Now we come to a verse that causes an uproar: And as many as had been appointed to eternal life believed, v. 48b. In fact, just recently a pastor who was teaching through Acts completely ignored this verse in his posts. And there are some who turn it around to say that “as many as believed were appointed to eternal life.”
How can God do such a thing?
In the first place, He’s God and can do whatever He wants to. But beyond that, and I’ve done a whole series on this, if He had not chosen some to be saved, none of us ever would be. The Scripture is clear that there is none righteous, no, not one; there is none who understands; there is none who seeks after God, Romans 3:10, 11. As we’ve mentioned before, these verses show a progression: not even one among us is “righteous,” that is, has that moral and spiritual character which would allow us to stand before God uncondemned; not one of us understands our spiritual condition, and because of that, not one of us seeks God, Who is the only One who can do anything about it. We think our religion, our good works, our best, is good enough.
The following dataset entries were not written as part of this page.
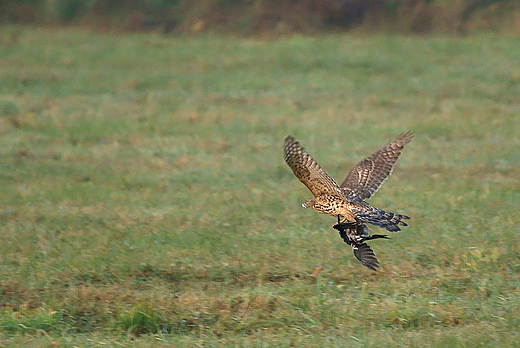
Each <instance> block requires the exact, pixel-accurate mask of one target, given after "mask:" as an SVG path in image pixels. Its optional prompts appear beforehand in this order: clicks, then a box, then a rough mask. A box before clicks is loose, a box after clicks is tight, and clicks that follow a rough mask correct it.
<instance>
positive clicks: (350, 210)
mask: <svg viewBox="0 0 520 348" xmlns="http://www.w3.org/2000/svg"><path fill="white" fill-rule="evenodd" d="M412 137H413V133H411V132H405V133H402V134H400V135H399V136H398V137H397V138H396V139H395V140H394V141H392V142H391V143H389V144H387V145H385V146H384V147H382V148H381V149H379V150H378V151H376V152H375V153H373V154H372V155H370V156H369V157H367V158H365V159H364V160H362V161H361V162H359V163H358V164H356V165H355V166H354V168H352V170H351V171H350V172H349V173H348V175H347V177H346V178H345V180H343V182H342V183H341V185H338V184H337V183H336V181H334V179H333V178H332V177H331V176H330V175H328V174H327V173H326V172H325V171H324V170H323V169H322V168H321V167H320V165H319V164H318V163H317V162H316V161H315V160H314V159H313V158H312V156H311V155H310V154H309V153H307V152H306V151H305V149H304V148H303V147H302V146H301V145H300V144H299V143H298V142H297V141H296V140H294V138H293V137H292V136H288V137H287V138H285V147H284V159H285V162H286V163H287V164H288V165H289V166H290V167H291V169H292V171H293V172H294V175H296V177H297V178H298V179H299V180H300V181H301V182H302V183H303V184H304V185H305V186H307V188H308V189H309V190H310V191H311V193H312V195H313V196H314V198H311V199H308V200H307V201H305V202H304V203H303V204H302V206H303V207H304V208H311V209H314V210H316V211H318V212H320V213H323V214H328V215H331V216H334V217H337V219H338V223H337V224H335V225H334V226H333V227H334V228H335V229H336V230H338V231H339V234H340V236H341V238H342V239H343V240H344V241H345V242H346V243H347V244H349V245H350V246H351V247H352V249H353V251H354V255H355V256H356V258H357V259H358V260H359V261H361V263H362V264H363V265H364V266H366V267H367V268H370V269H372V270H376V269H377V268H378V267H379V262H378V261H377V258H376V257H375V255H374V252H373V251H372V249H370V247H369V246H368V245H367V244H366V243H365V241H367V240H370V239H377V238H388V237H387V236H386V235H378V234H376V235H370V233H369V232H368V231H369V230H370V228H369V227H368V226H367V223H370V224H372V225H375V226H378V227H381V228H383V229H386V230H387V231H390V232H398V231H400V230H401V228H400V226H407V224H406V223H405V222H404V221H403V220H407V219H410V217H408V216H406V215H402V214H396V213H390V212H386V211H384V210H380V209H377V208H374V207H372V206H371V205H370V204H368V203H367V202H365V200H366V199H368V198H370V197H372V195H373V194H374V193H375V192H376V191H377V190H378V189H379V187H381V185H382V184H383V182H384V181H385V180H386V178H387V177H388V176H389V175H390V174H391V173H392V169H393V167H394V164H395V162H396V161H397V159H398V158H399V155H400V154H401V151H402V150H403V148H404V146H405V145H406V144H408V143H409V142H410V140H411V139H412Z"/></svg>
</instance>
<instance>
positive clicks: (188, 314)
mask: <svg viewBox="0 0 520 348" xmlns="http://www.w3.org/2000/svg"><path fill="white" fill-rule="evenodd" d="M518 57H520V39H518V38H507V37H499V36H492V35H482V36H478V37H465V38H463V37H411V36H410V37H408V36H370V37H355V36H348V35H331V36H319V37H313V38H307V37H298V36H296V37H293V38H287V39H280V40H269V39H259V38H253V39H241V38H230V37H227V38H223V37H214V36H200V37H184V38H183V37H180V38H177V37H169V36H159V35H154V34H146V35H144V34H135V35H123V34H109V35H102V34H96V33H92V32H89V31H83V30H79V29H72V28H71V29H63V30H57V29H54V30H53V29H31V28H23V27H4V28H1V29H0V155H1V156H0V197H1V200H0V238H1V243H0V346H3V347H20V346H36V347H62V346H63V347H72V346H92V347H96V346H135V347H151V346H154V347H155V346H185V347H201V346H205V347H206V346H207V347H210V346H214V347H232V346H244V347H249V346H251V347H252V346H255V347H268V346H279V347H283V346H285V347H287V346H295V347H304V346H323V347H346V346H348V347H419V346H420V347H514V346H517V347H518V346H519V343H518V342H519V339H520V330H519V329H518V327H519V326H520V317H519V315H518V310H519V308H520V291H519V287H520V278H519V276H520V234H519V227H520V218H519V215H518V207H519V202H520V185H519V178H520V136H519V134H520V63H519V62H520V61H519V58H518ZM405 130H411V131H413V132H414V133H415V134H416V136H415V138H414V140H413V141H412V142H411V143H410V145H408V147H407V148H406V149H405V151H404V153H403V156H402V157H401V158H400V160H399V161H398V163H397V167H396V170H395V171H394V174H393V175H392V176H391V177H390V179H389V180H388V181H387V182H386V183H385V185H384V186H383V187H382V188H381V190H379V192H378V193H377V194H376V195H375V196H374V197H373V198H372V199H371V200H370V203H371V204H373V205H374V206H376V207H379V208H382V209H386V210H389V211H394V212H400V213H405V214H407V215H410V216H411V217H412V220H410V226H409V227H408V228H406V229H405V230H404V231H403V232H402V233H398V234H393V235H392V236H391V237H392V239H391V240H389V241H384V240H382V241H373V242H372V243H370V244H371V246H372V248H373V249H374V250H375V252H376V254H377V256H378V258H379V260H380V263H381V269H380V271H379V272H377V273H376V272H371V271H369V270H368V269H366V268H364V267H362V265H361V264H360V263H359V262H358V261H357V260H356V259H355V258H354V256H353V255H352V252H351V248H350V247H349V246H348V245H346V244H345V243H343V242H342V240H341V239H340V238H339V236H338V234H337V232H336V231H335V230H333V229H332V228H331V226H332V224H333V223H334V219H333V218H332V217H329V216H325V215H321V214H318V213H316V212H314V211H310V210H306V209H302V208H301V206H300V204H301V203H302V202H303V201H304V200H305V199H307V198H309V196H310V193H309V192H308V191H307V189H306V188H305V187H304V186H303V185H302V184H301V183H300V182H299V181H298V180H297V179H296V178H295V177H294V175H293V173H292V172H291V170H290V169H289V167H288V166H287V165H286V164H285V163H284V161H283V139H284V138H285V136H287V135H288V134H291V135H293V136H295V137H296V138H297V139H298V140H300V141H301V142H302V143H303V145H304V146H305V147H306V148H307V150H309V152H311V153H312V154H313V156H314V157H315V158H317V160H318V161H319V162H320V164H321V165H322V166H323V167H324V169H326V170H327V171H328V172H329V173H330V174H331V175H332V176H333V177H335V178H336V179H337V180H342V179H343V178H344V176H345V175H346V173H347V172H348V170H349V169H350V167H351V166H352V165H353V164H355V163H356V162H357V161H359V160H360V159H362V158H363V157H364V156H366V155H369V154H370V153H372V152H373V151H375V150H376V149H378V148H379V147H380V146H382V145H383V144H385V143H386V142H387V141H389V140H392V139H393V138H394V137H395V136H397V135H398V134H399V133H400V132H402V131H405ZM373 231H374V233H381V232H382V231H381V230H379V229H377V228H374V230H373ZM320 265H321V266H323V271H322V272H321V273H320V274H319V275H318V276H317V277H315V278H313V277H310V276H309V275H310V274H311V273H312V272H313V271H314V269H315V268H316V267H317V266H320Z"/></svg>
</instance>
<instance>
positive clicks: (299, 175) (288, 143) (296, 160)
mask: <svg viewBox="0 0 520 348" xmlns="http://www.w3.org/2000/svg"><path fill="white" fill-rule="evenodd" d="M284 159H285V162H286V163H287V164H288V165H289V167H291V169H292V171H293V172H294V175H296V177H297V178H298V180H300V181H301V182H302V183H303V184H304V185H305V186H307V188H308V189H309V190H310V191H311V193H312V194H313V196H314V197H317V196H320V195H328V194H333V195H341V190H340V188H339V185H338V184H337V183H336V181H334V179H333V178H332V177H331V176H330V175H329V174H327V173H326V172H325V171H324V170H323V169H321V167H320V166H319V164H318V163H317V162H316V161H315V160H314V158H312V156H311V155H309V154H308V153H307V151H305V149H304V148H303V147H302V146H301V145H300V143H298V142H297V141H296V140H294V138H293V137H291V136H288V137H287V138H285V147H284Z"/></svg>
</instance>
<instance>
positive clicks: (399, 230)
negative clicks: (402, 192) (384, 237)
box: [355, 207, 410, 232]
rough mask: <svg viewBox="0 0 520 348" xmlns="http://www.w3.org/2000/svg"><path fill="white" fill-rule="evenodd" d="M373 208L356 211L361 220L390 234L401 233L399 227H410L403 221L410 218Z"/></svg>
mask: <svg viewBox="0 0 520 348" xmlns="http://www.w3.org/2000/svg"><path fill="white" fill-rule="evenodd" d="M371 208H372V209H370V210H368V211H356V212H355V214H356V216H357V217H358V218H359V219H360V220H362V221H364V222H368V223H371V224H372V225H375V226H378V227H381V228H384V229H385V230H387V231H390V232H398V231H401V228H400V227H399V226H408V225H407V224H406V222H404V221H403V220H408V219H410V217H409V216H406V215H402V214H396V213H389V212H387V211H384V210H380V209H377V208H373V207H371Z"/></svg>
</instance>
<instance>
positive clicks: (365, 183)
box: [340, 132, 413, 200]
mask: <svg viewBox="0 0 520 348" xmlns="http://www.w3.org/2000/svg"><path fill="white" fill-rule="evenodd" d="M412 137H413V133H412V132H405V133H402V134H400V135H399V136H398V137H397V138H396V139H395V140H394V141H392V142H391V143H389V144H387V145H385V146H383V147H382V148H381V149H379V150H378V151H376V152H375V153H373V154H372V155H370V156H369V157H367V158H365V159H364V160H362V161H361V162H359V163H358V164H356V165H355V166H354V168H352V170H351V171H350V172H349V173H348V175H347V177H346V178H345V180H343V182H342V183H341V185H340V187H341V190H342V192H343V194H344V195H345V196H351V197H352V196H354V197H358V198H361V199H363V200H364V199H367V198H370V197H372V195H373V194H374V193H375V192H376V191H377V190H378V189H379V187H381V185H382V184H383V182H384V181H385V180H386V178H387V177H388V176H389V175H390V174H391V173H392V170H393V168H394V164H395V162H396V161H397V159H398V158H399V155H400V154H401V152H402V150H403V148H404V146H405V145H406V144H408V143H409V142H410V140H411V139H412Z"/></svg>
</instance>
If He had let us go, we would all wind up in hell. I’m thankful He didn’t.
Vs. 49-52 show the pattern that has continued to this day; there is always opposition to the preaching of the Gospel. Men do what they can to get rid of such preaching, but the Gospel is always preached somewhere. And disciples, not just church-goers, but disciples – those who are students at the feet of the Lord Jesus – are filled with joy and with the Holy Spirit.